3e to 3p show detailed perspective views of a possible implementation of a door handle according to 3a - 3d , with some parts being invisible for better illustration. In the drawings 3e, 3f, 3g, 3m, 3o is the handle 10 in the flush position (handle and swivel arm are green, dark), in the drawings 3h, 3i, 3j, 3k, 3l, 3n, 3p is the handle 10 in the extended position (handle and swivel arm are yellow, bright). 3k and 31 are rear views. The drive unit 30 is configured to do so via a motor adapter 32 with the swivel arm 21 to engage the handle 10 to move from the flush position to the extended position. In 3h will not be the motor adapter 32 on the swivel arm 21 pushing push rod shown in 3i and 3y become the motor adapter 32 and the push rod not shown. In 3e is the handle 10 invisible. An advantageous aspect of the embodiment is particularly useful in 3e - 3l shown. The door handle assembly includes an inertia latch 80 , The inertia latch 80 includes an inertial mass 82 that have an axis 81 fixed to one part, the one on the handle mount 60 is fixed, so is the swing arm 21 with respect to the axis 81 movable. The part where the axle 81 is hinged, is not shown. A feather 84 pushes the inertial mass 82 to the rest position (in 3e . 3f . 3k . 3h . 3i shown - inertial mass is dark red). The inertia latch 80 includes a locking element 83 that deals with the inertial mass 82 rotates. The swivel arm 21 includes two locking elements, a flush locking element 21.3 for engagement with the locking element 83 when the handle 10 is in a flush position, configured, and a pull-out blocking element 21.4 for engagement with the locking element 83 when the handle 10 in the extended position is configured. 3g shows the locking element 83 in engagement with the flush-locking element 21.3. 3y and 31 show the locking element 83 engaged with the pull-out blocking element 83 , When the locking element 83 located in the rest position, the locking elements can 21.3 . 21.4 move past the locking element. How out 3k and 3l shows, is between the inertial mass 82 and the blocking element 83 an optional distance 81.1 for a two-sided articulation of the inertial mass 82 provided.

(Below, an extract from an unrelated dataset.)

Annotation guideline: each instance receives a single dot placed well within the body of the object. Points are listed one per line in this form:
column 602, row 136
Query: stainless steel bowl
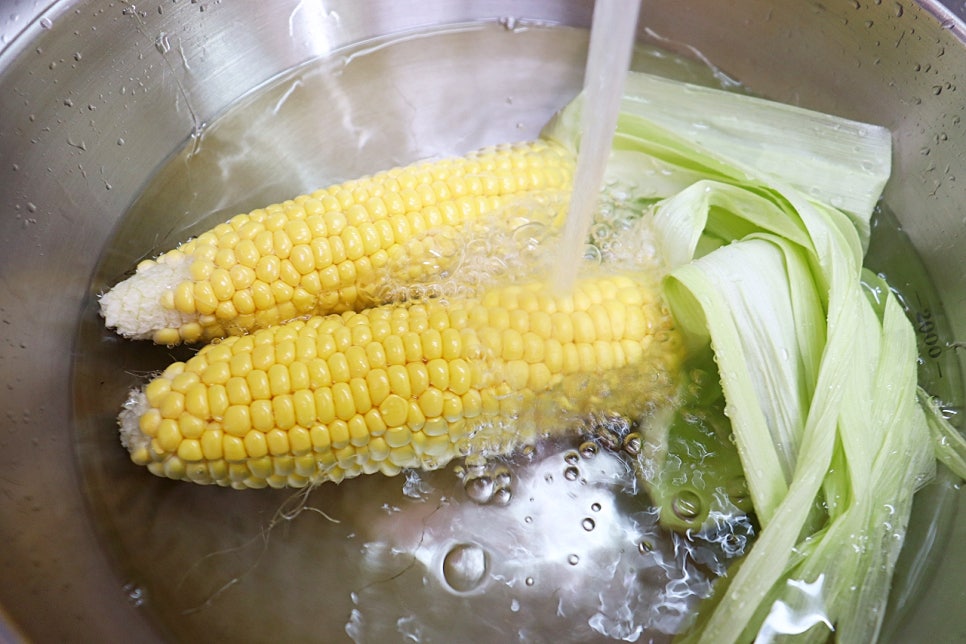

3m and 3n refer to a further advantageous aspect, in the use of two different springs 90 . 100 consists (as in the second embodiment). The first spring 90 (also in 3e and 3h visible) stands permanently with the swivel arm 21 engaged, causing the handle 10 is pressed into the flush position. The second spring 100 only works in addition to the first spring 90 on the swivel arm 21 as soon as the handle (coming from the flush position) has reached the extended position, since only one end of the spring 100 on the swivel arm 21 hooked, as in 3n will be shown. The position in which the spring 100 on the swivel arm 21 hooked, could also be a position in which the handle 10 further turned outwards, z. B. shortly after the first release position. The first spring 90 points, for example a weak restoring force, wherein the second spring 100 a stronger restoring force to prevent inadvertent mechanical door operation by the Bowden cable.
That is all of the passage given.